Nous devons nous mettre en conformité avec les exigences de compétitivité des investisseurs étrangers et locaux, sans porter atteinte à l’impératif social. Le pays doit afficher clairement, sans ambiguïté aucune, son ambition et sa volonté de se positionner dans les chaines de valeur en cours de recomposition, en tout cas celles auxquelles il peut prétendre. Il doit faire la démonstration de sa disposition de se projeter dans le futur en faisant des technologies émergentes, de l’IA, le levier stratégique de son redressement, de sa modernisation et d’une croissance souveraine. On n’accédera pas, sans cet engagement de tous les instants, à de plus hauts paliers de développement. Depuis que le monde est monde, la puissance et la prospérité des nations se mesurent à l’aune de leur capacité d’innover, d’épargner, d’investir, d’oser le futur d’anticiper et d’agir avec détermination.

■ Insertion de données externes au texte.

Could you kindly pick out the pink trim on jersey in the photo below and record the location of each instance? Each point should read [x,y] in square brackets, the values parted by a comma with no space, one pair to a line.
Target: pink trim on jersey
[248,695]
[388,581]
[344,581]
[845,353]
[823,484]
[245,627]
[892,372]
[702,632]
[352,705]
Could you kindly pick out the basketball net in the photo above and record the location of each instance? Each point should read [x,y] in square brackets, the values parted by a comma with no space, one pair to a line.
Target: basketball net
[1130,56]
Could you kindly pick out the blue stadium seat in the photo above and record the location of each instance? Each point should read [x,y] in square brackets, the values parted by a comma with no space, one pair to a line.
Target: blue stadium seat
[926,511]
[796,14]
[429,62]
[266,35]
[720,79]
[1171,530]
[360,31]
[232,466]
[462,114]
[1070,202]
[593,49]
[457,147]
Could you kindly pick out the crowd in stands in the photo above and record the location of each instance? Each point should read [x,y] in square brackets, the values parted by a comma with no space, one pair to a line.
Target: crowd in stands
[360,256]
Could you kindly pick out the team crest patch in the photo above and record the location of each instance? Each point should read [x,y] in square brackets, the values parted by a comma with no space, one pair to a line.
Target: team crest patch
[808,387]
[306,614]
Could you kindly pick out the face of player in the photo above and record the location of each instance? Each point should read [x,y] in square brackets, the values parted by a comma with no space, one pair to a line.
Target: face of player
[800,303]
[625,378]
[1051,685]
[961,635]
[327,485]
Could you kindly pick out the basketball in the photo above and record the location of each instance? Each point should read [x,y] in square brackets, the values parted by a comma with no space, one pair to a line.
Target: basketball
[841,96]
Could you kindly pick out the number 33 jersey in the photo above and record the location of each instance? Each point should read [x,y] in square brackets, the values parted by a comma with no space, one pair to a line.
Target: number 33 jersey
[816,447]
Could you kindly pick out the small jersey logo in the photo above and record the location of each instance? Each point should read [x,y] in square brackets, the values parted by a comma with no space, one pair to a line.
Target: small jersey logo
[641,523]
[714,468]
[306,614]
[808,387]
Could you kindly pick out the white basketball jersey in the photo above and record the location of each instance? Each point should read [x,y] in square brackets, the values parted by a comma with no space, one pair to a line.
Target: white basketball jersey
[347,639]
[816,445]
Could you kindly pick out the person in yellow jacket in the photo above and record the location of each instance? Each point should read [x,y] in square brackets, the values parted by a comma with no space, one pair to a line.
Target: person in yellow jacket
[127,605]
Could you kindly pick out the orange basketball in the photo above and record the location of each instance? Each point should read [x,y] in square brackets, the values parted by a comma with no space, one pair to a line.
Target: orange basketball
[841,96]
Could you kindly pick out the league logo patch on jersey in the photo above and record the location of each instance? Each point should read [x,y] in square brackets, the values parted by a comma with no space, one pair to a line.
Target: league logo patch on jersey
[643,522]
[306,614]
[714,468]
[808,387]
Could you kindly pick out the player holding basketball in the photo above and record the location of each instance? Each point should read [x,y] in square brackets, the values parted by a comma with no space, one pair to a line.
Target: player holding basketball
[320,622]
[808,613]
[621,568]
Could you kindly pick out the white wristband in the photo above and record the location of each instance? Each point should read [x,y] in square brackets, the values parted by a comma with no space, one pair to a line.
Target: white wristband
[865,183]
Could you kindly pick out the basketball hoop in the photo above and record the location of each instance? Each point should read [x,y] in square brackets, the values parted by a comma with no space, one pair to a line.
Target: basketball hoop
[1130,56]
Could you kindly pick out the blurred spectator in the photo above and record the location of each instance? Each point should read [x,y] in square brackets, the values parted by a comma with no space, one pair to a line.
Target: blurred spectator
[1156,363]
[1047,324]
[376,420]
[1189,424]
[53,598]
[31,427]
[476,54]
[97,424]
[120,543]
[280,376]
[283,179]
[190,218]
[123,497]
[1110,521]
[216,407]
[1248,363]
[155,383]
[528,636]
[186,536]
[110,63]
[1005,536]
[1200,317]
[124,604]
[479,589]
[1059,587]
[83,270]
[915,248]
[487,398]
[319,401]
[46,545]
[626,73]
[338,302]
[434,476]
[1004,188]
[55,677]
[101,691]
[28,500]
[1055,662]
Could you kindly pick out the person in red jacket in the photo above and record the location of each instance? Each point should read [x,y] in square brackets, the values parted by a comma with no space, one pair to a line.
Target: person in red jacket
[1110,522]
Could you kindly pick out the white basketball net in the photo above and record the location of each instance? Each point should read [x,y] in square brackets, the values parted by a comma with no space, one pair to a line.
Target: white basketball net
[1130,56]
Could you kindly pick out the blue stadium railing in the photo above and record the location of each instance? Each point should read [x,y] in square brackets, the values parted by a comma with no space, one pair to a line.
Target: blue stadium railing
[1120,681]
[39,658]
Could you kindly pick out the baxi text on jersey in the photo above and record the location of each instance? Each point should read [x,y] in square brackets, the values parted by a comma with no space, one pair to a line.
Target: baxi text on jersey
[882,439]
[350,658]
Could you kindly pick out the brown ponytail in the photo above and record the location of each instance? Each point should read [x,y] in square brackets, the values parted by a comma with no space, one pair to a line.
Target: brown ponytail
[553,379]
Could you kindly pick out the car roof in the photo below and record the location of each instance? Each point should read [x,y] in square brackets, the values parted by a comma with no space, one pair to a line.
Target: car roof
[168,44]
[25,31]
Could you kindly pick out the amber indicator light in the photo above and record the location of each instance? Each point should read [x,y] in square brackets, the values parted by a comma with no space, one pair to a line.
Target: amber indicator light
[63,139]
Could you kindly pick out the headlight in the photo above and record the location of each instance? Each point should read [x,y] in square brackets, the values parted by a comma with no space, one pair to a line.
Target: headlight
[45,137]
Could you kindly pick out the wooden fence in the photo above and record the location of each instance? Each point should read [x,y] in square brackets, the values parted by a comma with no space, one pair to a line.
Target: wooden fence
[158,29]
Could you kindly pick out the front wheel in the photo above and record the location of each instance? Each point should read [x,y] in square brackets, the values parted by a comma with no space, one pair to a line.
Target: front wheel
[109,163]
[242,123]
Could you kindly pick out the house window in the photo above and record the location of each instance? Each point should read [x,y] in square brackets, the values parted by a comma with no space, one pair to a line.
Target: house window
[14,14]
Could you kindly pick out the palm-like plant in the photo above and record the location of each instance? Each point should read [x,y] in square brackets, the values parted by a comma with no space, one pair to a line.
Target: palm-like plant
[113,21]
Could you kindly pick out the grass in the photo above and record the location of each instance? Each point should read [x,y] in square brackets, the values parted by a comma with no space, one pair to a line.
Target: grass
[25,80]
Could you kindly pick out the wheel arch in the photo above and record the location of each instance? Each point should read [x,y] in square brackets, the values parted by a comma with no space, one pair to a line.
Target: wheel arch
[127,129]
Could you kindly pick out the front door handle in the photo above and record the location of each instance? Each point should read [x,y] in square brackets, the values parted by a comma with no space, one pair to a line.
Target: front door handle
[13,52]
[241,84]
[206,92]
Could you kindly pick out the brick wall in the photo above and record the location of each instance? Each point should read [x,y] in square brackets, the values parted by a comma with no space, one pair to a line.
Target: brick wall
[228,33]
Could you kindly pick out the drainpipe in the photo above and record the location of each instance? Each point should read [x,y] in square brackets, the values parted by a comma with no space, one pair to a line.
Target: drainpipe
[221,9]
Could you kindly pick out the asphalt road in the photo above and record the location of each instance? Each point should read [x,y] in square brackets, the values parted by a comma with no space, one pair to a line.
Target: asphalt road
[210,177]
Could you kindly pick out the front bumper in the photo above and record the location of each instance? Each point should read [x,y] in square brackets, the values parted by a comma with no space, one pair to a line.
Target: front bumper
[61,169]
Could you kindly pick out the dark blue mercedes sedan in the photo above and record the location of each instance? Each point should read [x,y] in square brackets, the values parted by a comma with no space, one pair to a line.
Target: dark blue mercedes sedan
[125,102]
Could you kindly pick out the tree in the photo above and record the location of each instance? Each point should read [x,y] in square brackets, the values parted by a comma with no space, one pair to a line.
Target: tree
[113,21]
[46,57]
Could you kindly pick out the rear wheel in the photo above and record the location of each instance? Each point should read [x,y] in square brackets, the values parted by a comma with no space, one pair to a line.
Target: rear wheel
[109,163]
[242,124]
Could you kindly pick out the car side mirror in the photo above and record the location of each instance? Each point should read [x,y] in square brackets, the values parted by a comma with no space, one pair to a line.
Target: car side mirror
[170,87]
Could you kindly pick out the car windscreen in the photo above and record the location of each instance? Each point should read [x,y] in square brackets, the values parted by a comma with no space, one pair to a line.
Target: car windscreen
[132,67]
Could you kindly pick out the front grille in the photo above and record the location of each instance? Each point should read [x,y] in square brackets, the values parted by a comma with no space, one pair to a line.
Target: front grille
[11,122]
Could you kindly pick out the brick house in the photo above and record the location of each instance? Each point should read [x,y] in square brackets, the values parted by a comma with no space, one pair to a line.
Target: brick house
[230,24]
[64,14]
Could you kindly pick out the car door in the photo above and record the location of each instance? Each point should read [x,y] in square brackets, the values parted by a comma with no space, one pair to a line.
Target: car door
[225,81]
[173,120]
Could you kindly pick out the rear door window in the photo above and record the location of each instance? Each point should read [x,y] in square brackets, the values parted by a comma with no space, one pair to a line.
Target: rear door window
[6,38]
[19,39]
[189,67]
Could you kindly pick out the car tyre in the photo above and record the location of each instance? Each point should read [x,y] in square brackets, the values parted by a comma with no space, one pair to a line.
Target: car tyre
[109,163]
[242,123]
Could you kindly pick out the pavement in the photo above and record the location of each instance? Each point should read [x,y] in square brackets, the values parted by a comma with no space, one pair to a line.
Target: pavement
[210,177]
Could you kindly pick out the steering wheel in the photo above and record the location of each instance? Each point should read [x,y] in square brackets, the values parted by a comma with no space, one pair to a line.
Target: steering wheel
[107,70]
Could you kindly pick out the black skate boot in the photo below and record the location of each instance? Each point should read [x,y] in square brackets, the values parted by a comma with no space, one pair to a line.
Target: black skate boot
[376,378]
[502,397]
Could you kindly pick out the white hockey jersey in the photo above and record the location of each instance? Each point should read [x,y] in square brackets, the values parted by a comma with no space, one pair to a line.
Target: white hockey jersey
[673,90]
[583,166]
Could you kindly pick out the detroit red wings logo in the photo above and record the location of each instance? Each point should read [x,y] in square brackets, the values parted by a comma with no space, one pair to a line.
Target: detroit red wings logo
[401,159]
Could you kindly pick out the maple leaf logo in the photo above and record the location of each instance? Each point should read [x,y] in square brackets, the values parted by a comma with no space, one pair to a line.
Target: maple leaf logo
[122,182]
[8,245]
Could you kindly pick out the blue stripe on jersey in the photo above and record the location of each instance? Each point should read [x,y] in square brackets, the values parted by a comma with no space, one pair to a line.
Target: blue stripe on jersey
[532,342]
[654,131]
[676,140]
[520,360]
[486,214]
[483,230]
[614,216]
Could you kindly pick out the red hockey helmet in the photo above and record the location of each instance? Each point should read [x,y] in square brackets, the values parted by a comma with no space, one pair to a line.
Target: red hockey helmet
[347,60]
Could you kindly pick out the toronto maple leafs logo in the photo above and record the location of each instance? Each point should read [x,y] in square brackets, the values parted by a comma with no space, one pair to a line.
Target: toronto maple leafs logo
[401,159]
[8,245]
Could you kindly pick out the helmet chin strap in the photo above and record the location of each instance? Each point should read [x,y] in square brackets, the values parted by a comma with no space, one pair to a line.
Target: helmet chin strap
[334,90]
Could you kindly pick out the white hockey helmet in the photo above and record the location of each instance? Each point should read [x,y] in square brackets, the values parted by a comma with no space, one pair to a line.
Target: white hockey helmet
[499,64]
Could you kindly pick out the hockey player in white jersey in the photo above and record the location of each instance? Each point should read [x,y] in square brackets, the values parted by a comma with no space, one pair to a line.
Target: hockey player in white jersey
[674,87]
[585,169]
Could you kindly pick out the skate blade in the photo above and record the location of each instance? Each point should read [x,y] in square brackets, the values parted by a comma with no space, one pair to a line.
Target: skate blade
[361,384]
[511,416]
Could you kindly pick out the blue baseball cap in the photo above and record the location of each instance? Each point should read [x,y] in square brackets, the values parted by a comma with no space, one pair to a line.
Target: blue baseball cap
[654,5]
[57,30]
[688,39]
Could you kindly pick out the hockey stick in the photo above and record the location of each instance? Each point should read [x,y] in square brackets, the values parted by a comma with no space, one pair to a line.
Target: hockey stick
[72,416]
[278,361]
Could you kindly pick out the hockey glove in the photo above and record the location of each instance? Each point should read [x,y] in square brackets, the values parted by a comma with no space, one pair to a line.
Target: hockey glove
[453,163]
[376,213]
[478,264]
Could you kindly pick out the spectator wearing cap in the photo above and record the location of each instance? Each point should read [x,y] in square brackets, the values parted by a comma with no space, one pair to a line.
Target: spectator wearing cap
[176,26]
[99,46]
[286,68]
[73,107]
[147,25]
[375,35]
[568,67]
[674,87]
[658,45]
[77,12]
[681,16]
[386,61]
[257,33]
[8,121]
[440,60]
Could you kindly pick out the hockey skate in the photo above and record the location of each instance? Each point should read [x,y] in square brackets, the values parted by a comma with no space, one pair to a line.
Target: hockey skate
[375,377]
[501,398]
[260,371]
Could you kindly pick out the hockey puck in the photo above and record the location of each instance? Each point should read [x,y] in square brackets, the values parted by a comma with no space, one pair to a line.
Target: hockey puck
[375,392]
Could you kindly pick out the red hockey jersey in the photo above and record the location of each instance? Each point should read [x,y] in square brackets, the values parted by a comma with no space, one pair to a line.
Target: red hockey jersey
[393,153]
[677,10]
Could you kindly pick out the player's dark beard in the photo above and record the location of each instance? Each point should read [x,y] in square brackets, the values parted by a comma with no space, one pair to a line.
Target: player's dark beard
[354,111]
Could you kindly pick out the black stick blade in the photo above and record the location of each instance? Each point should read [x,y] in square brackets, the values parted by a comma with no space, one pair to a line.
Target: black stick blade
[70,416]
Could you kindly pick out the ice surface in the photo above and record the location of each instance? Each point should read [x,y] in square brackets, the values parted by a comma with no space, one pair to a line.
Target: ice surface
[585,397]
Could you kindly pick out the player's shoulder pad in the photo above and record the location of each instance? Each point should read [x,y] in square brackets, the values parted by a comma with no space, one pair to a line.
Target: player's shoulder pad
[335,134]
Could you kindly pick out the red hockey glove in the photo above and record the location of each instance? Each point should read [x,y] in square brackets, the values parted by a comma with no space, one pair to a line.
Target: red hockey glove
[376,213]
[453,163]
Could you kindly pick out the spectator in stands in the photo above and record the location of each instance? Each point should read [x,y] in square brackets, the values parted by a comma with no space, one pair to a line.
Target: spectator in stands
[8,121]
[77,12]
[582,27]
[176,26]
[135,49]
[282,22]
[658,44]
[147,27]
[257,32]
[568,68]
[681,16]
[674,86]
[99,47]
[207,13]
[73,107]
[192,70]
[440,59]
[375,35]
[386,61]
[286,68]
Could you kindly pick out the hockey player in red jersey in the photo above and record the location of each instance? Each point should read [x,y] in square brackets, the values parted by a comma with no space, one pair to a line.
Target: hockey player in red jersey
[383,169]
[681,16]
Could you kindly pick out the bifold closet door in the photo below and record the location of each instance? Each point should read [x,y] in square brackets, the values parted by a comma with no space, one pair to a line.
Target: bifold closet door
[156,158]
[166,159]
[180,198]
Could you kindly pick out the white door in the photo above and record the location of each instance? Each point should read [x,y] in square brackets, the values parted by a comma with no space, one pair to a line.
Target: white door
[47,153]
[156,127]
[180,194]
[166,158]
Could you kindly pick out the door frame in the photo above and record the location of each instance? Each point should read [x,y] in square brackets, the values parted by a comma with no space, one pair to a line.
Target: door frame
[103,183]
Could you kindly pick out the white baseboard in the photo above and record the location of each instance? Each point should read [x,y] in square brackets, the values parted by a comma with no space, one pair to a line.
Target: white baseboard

Et ce n’est pas le moindre des mérites du 26e Forum de l’Economiste Maghrébin – un condensé grandeur nature d’intelligence humaine d’ici et d’ailleurs – que d’en avoir apporté l’illustration. En mettant en avant les ingrédients d’un nouveau départ de l’industrie tunisienne. On n’écrira pas autrement un nouveau chapitre de notre histoire économique. A lire et à écouter notre Spécial Forum sans modération.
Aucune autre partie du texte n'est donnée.